How Exactly Does Geothermal Work?

Table of Contents

What is geothermal energy?

Geothermal energy is thermal energy generated and stored in the Earth (EIA.gov). It arises from the original formation of the planet, from radioactive decay of minerals, and from solar energy absorbed at the surface (EIA.gov). Geothermal energy is a renewable energy source because heat is continuously produced inside the Earth (EIA.gov).

There are several types of geothermal resources that can be utilized:

Hydrothermal systems utilize both hot water and steam from reservoirs of porous rock (Energy.gov). The heated water can be piped directly into buildings for heating or be used to generate electricity.

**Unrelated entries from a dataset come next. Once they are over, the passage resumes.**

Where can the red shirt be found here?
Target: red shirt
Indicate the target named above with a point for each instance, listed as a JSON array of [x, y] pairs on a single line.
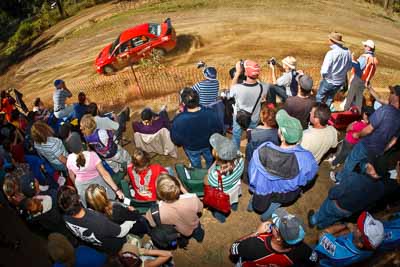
[[144, 182]]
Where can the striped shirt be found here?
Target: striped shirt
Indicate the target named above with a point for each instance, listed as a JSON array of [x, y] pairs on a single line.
[[51, 150], [228, 181], [207, 90], [59, 98]]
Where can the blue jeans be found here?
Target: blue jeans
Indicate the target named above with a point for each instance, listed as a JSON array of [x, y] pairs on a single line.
[[237, 130], [358, 154], [326, 91], [328, 214], [221, 217], [267, 214], [195, 157]]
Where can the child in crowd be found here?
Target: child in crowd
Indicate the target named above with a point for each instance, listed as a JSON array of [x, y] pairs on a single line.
[[96, 198], [104, 143], [349, 141], [143, 176], [228, 164]]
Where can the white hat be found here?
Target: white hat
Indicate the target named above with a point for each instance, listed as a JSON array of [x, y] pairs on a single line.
[[369, 43], [371, 229], [290, 62]]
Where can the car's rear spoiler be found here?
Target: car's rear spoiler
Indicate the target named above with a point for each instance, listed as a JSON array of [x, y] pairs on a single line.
[[169, 26]]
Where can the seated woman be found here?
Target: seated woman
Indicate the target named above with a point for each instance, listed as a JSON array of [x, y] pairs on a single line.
[[229, 164], [151, 122], [41, 112], [85, 168], [278, 242], [268, 131], [180, 210], [96, 198], [143, 176], [103, 142], [49, 146]]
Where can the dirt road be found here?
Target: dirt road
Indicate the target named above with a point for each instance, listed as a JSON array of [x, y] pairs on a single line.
[[220, 33]]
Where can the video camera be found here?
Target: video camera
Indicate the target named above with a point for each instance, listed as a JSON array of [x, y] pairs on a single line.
[[271, 61], [201, 64]]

Enhanced geothermal systems (EGS) extract heat by fracturing hot dry rock and circulating fluid through it (Energy.gov). The heated fluid is used to generate electricity.
Geo-pressured systems produce thermal energy from hot water and methane gas trapped under pressure (Energy.gov). The methane can be extracted and burned to generate electricity.

Overall, geothermal energy harnesses the Earth’s internal thermal energy as a clean, renewable energy source for heating and electricity generation.

Geothermal Resources

There are several types of geothermal resources that can be harnessed for energy production:

Hydrothermal Systems

Hydrothermal resources involve hot water reservoirs located deep underground. The high temperature water (150-700°F) is pumped to the surface and the steam is used to turn electricity-generating turbines. Hydrothermal systems are concentrated in the western U.S., Alaska, and Hawaii where hot spots are located near tectonic plate boundaries.

Enhanced Geothermal Systems (EGS)

EGS involves injecting fluid into hot dry rock reservoirs to create an artificial geothermal reservoir. The fluid absorbs heat from the rock as it travels through fractures and pores. The heated fluid is extracted and used to produce electricity at the surface. EGS has the potential to expand geothermal energy production to most areas of the U.S.

Geo-Pressured Systems

Geo-pressured reservoirs contain hot salty water under high pressure. This hot water can be used directly for heat, or the methane dissolved in it can be extracted and used to generate power. Geo-pressured resources are found along the Gulf Coast of Texas and Louisiana.

Hydrothermal systems

Hydrothermal systems are reservoirs of geothermal water stored in deep cracks and porous rock to depths of around 10km (Energy.gov). These reservoirs contain naturally heated water or steam with temperatures above 150 °C that can be used for geothermal power generation and other direct applications.

The three main components of a hydrothermal system are (Greenfireenergy.com):

A heat source – This provides heat from below that warms the water.
Permeability – This allows water to flow through fractures and porous rock.
Water – Heated water fills the cracks and pores in the rock at depth.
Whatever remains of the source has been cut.